Baca juga: 4 Kesalahan Investasi Ethereum yang Sebaiknya Kamu Hindari

Apa Imbasnya?

Sekarang, pertanyaan besarnya adalah apa yang dapat dilakukan investor dengan banyak hal yang ditampilkan di media sosial? Lalu apakah mungkin untuk memprediksi harga kripto dengan mengikuti sentimen Twitter?

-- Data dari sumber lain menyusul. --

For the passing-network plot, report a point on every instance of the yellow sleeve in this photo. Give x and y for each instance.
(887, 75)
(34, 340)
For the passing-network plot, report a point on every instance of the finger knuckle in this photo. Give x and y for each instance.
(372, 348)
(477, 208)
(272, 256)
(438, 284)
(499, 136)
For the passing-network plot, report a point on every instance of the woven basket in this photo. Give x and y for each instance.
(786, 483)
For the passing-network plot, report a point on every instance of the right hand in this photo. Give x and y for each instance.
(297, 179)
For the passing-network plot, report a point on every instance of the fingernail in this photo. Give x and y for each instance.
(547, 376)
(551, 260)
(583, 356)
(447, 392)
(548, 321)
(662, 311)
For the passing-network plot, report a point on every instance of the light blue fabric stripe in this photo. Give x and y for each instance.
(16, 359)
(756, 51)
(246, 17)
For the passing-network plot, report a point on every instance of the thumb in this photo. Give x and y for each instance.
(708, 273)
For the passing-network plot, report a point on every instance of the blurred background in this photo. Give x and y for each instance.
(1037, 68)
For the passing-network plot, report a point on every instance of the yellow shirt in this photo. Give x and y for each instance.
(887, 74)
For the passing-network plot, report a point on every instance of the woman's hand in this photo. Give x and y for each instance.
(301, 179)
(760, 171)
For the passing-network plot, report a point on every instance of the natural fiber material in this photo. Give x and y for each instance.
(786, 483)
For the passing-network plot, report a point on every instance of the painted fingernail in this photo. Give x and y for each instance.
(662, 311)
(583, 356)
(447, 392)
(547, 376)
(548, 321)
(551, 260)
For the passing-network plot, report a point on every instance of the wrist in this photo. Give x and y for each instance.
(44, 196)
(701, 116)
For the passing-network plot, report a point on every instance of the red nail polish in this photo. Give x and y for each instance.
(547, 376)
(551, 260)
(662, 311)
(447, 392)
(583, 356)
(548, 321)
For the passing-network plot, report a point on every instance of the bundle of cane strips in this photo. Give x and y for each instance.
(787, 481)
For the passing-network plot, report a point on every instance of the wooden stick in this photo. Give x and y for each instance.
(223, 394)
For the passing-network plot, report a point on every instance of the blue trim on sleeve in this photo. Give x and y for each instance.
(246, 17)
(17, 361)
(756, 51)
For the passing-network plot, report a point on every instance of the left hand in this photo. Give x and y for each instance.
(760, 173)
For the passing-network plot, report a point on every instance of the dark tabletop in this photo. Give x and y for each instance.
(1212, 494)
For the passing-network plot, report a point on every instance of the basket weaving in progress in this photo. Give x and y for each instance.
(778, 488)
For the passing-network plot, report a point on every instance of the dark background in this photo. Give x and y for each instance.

Menurut BDCenter, itu tidak mungkin. Namun, dengan menganalisis sentimen Twitter, Sobat Cuan dapat memperkirakan kemana pasar akan pergi. Selain itu, banyak agregator harga dan statistik membuat analisis semacam itu.

Pertama, para trader dan HODLer tampaknya akan melihat dunia kripto secara lebih realistis. Kedua, marketer pemula kemungkinan akan menghemat anggaran mereka dengan tidak mencoba mempengaruhi harga token mereka melalui influencer Twitter.

Ketiga, marketer dapat menghemat bujet mereka dengan memilih influencer media sosial apakah yang tepat untuk diajak berkolaborasi.

“Seperti yang ditunjukkan oleh penelitian kami, lebih efisien untuk bekerja dengan crypto influencers yang secara teratur memposting koin, memiliki antara 50.000 dan 100.000 pengikut, dan memiliki tingkat keterlibatan lebih dari 500%. Mereka akan mempromosikan proyek kripto lebih baik daripada yang hanya memiliki banyak pengikut,” kata BDCenter.

Efek Crypto Influencers ke Harga Jangka Pendek

Olivier Kraaijeveld, seorang peneliti di University of Edinburgh Business School Management Science and Business Economics, menguraikan lebih lanjut soal topik tersebut.

Baginya, dapat dibayangkan bahwa crypto influencers Twitter dapat memiliki efek jangka pendek pada harga. Hal itu hanya karena unggahan mereka akan menandai nama cryptocurrency tertentu, ide, berita, atau pengaturan harga.

“Karena ada sekelompok orang yang relatif besar di Twitter yang masih baru dan kurang berpengalaman dalam investasi, kelompok ini akan mengandalkan keahlian/pengetahuan/pendapat influencer dan ‘menyalin’ tindakan perdagangan mereka, yang mengarah ke harga kolektif yang lebih kuat,” ujar Olivier Kraaijeveld.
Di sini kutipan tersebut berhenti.